Después de guardar el dinero, Chen Xiaobei abrió la sandía.
Aunque estaba de mal humor, en el momento en que olió la fragancia de la sandía, su cuñada no pudo evitar exclamar con asombro: —Xiaobei, ¿de dónde has sacado esta sandía?
¡Parece deliciosa!
Mientras hablaba, su cuñada no pudo evitar darle un bocado.
Era dulce y refrescante, con un regusto interminable.
Estaba tan deliciosa que se sintió en éxtasis.
Wang Meifen fue aún más desinhibida.
La devoró con un fervor que rivalizaba con su pasión de aquella noche en la cama.
Después, Chen Xiaobei se inventó una historia, diciendo que había encontrado un libro por casualidad y que había aprendido mucho sobre agricultura con él.
Las dos Hu Niu no le dieron más vueltas y le creyeron por completo.
—Cuñada, ¿crees que vender una de estas sandías por mil yuanes es demasiado caro?
—¿M… mil yuanes?
—Los labios rojos de Shen Jiawen se separaron ligeramente, pensando que había oído mal.
Wang Meifen intervino: —Xiaobei, si me preguntas, la gente probablemente la compraría incluso por dos mil.
No sería una exageración decir que esta sandía fue cultivada por los dioses.
Xiaobei, ¿podrías coger unas cuantas del campo y dejar que las venda en consignación en mi tienda?
Como era de esperar de una mujer de negocios, vio inmediatamente una oportunidad.
Pero Chen Xiaobei no iba a aceptar.
Negó con la cabeza y dijo: —Hermana Wang, olvídalo.
Con los hábitos de consumo de la Aldea Shanhe, nadie la compraría por cien, y mucho menos por mil.
Pero no te preocupes, puedes comer toda la sandía de nuestra familia que quieras.
¡Hínchate!
—Tsk, al menos tienes conciencia —dijo Wang Meifen, contenta.
Después de ver las sandías, Shen Jiawen también empezó a sentir un rayo de esperanza, ya no tan preocupada y triste como antes.
Pero mil yuanes por una… ¿alguien la compraría de verdad?
Teniendo en cuenta sus propios hábitos de consumo, apenas se atrevía a imaginarlo.
Chen Xiaobei preguntó: —Por cierto, Hermana Wang, tú que conoces a tanta gente, ¿sabes de alguien que críe gatos?
¡Quiero conseguir unos cuantos para que vigilen la casa!
—¿Vigilar la casa?
—Wang Meifen casi escupió la sandía.
Pero como Chen Xiaobei siempre tenía tantas ideas raras, no se molestó en preguntar—.

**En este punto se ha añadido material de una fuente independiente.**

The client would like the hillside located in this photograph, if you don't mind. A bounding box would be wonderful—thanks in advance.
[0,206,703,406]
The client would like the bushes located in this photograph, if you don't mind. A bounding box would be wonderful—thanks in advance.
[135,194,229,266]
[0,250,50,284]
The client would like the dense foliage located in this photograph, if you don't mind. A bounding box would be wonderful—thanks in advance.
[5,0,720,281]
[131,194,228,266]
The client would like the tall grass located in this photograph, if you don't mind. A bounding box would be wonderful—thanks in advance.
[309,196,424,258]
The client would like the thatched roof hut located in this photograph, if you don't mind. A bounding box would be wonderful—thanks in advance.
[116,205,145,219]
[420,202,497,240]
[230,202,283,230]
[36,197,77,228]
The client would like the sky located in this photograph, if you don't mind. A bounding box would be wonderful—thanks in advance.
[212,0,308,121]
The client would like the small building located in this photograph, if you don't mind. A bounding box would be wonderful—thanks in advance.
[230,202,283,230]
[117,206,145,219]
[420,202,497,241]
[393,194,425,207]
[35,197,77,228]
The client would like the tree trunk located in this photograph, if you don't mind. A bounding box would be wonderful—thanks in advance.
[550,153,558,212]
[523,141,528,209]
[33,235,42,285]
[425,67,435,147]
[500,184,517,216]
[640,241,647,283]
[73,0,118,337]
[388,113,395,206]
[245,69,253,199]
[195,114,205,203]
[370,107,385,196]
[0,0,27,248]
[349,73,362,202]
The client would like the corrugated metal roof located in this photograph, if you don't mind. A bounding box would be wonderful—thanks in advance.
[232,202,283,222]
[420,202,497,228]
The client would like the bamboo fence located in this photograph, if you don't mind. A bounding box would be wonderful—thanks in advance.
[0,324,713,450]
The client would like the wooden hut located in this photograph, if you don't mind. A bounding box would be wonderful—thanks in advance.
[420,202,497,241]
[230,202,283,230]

En toda la Aldea Shanhe, la única persona con gatos es probablemente Yang Yun, ¿no?
—Es verdad, a Yunyun le encanta criar gatos —asintió Shen Jiawen, totalmente de acuerdo.
—¿Yang Yun?
—Una idea surgió en la mente de Chen Xiaobei mientras recordaba inconscientemente la imagen de haberle agarrado los pechos a Yang Yun antes—.
En ese caso, iré a casa de Yang Yun a echar un vistazo y de paso le devuelvo el dinero.
Dicho esto, Chen Xiaobei salió corriendo.
Sin embargo, en cuanto llegó a la puerta de la casa de Yang Yun, la escena que vio lo sumió en una furia incontenible.